How journalists can better serve low-income communities

Graphic by ONA18 Student Newsroom

The lack of class diversity in journalism was nothing new to Project Facet Director Heather Bryant.

She grew up in the Midwest, where her grandmother raised three children on just $700 each month. But Bryant was surprised at the reactions she received at a conference last summer from others in the industry, when they learned that her husband drove a garbage truck.

”There was kind of a … clear surprise, disapproval and judgment about it,” Bryant said. 

The experience didn’t sit well with her, and she chronicled her feelings in a well-read Medium post

“It doesn’t really make sense to think less of him because of his occupation – especially if you’re in journalism,” Bryant said.

Bryant believes that journalists should be aiming to serve all people who are in need, and she is now focused on how news organizations can better serve low-income communities: reporting for them, instead of merely reporting on them.

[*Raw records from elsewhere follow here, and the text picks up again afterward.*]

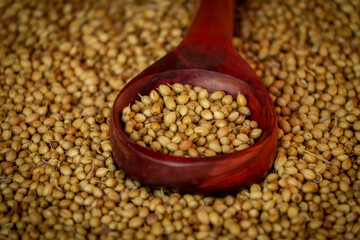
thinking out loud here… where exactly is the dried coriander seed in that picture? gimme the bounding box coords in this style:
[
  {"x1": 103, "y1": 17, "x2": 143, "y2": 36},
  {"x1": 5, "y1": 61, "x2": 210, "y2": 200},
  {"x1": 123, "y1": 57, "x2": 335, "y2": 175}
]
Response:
[
  {"x1": 122, "y1": 83, "x2": 261, "y2": 157},
  {"x1": 1, "y1": 0, "x2": 359, "y2": 239}
]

“The vast majority of news coverage about things like economic hardship, poverty and income inequality  — those stories are not written for people who are actually experiencing economic hardship, and that’s a big problem,” Bryant said.

Bryant recalls that when she was growing up, newspapers were useful for only three things—the classifieds, the police blotter and the obituaries. Now, she wants news organizations to do more.

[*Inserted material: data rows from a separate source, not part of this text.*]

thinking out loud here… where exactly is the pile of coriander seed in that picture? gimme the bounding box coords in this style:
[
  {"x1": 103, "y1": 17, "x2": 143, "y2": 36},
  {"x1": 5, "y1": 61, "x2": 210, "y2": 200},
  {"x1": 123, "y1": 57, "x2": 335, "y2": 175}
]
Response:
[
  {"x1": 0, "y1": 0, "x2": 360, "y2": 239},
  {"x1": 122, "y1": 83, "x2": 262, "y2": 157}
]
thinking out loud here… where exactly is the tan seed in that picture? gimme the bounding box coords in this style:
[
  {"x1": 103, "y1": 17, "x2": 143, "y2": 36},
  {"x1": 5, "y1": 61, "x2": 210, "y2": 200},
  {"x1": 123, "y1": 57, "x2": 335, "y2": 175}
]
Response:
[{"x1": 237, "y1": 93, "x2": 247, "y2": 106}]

Bryant points to the lack of socioeconomic diversity of reporters in newsrooms as the start of the problem. As the industry prioritizes career professionals who likely come from more privileged backgrounds, Bryant said reporters have to work harder to cover economically diverse communities, since those who understand different experiences are often missing from the conversation.

Ashley Alvarado, director of community engagement at 89.3 KPCC and LAist, said that when reporters miss the mark, it is painfully obvious.

In Los Angeles, libraries serve as public gathering places that offer social services such as children’s programs and job resources. When KPCC was working on a piece about the invisible homeless population, the outlet made sure their work was accessible in the libraries often used by those homeless people.

“We also have to rethink distribution models,” Alvarado said. “We looked at how do we get this story to policy makers, but also to those people who are actually experiencing it.”

When she was at the Center for Investigative Reporting, Alvarado searched for resources to inform young students about how to survive an earthquake in outdated California schools.  

Alvarado asked which communities would be the most affected and what they needed to know. Since she wanted to make her findings accessible to children, she created an informative coloring book where they could learn about safety tips like “drop” or “take cover.”

Alvarado found an intersection between a need for crisis preparation and making it widely available for children. She ordered a small amount of books at launch, but eventually, schools across the state were requesting copies of Alvarado’s coloring books. Alvarado created content people could use and prioritized making it readily available.

People in the news community believe that people don’t want to pay for reporting, but Bryant said we cannot expect people to pay if we can’t help them, especially those who are low-income.

“We have to start talking about ways to include them: How do we include them in a way that’s not exploitive or dehumanizing?” Bryant said.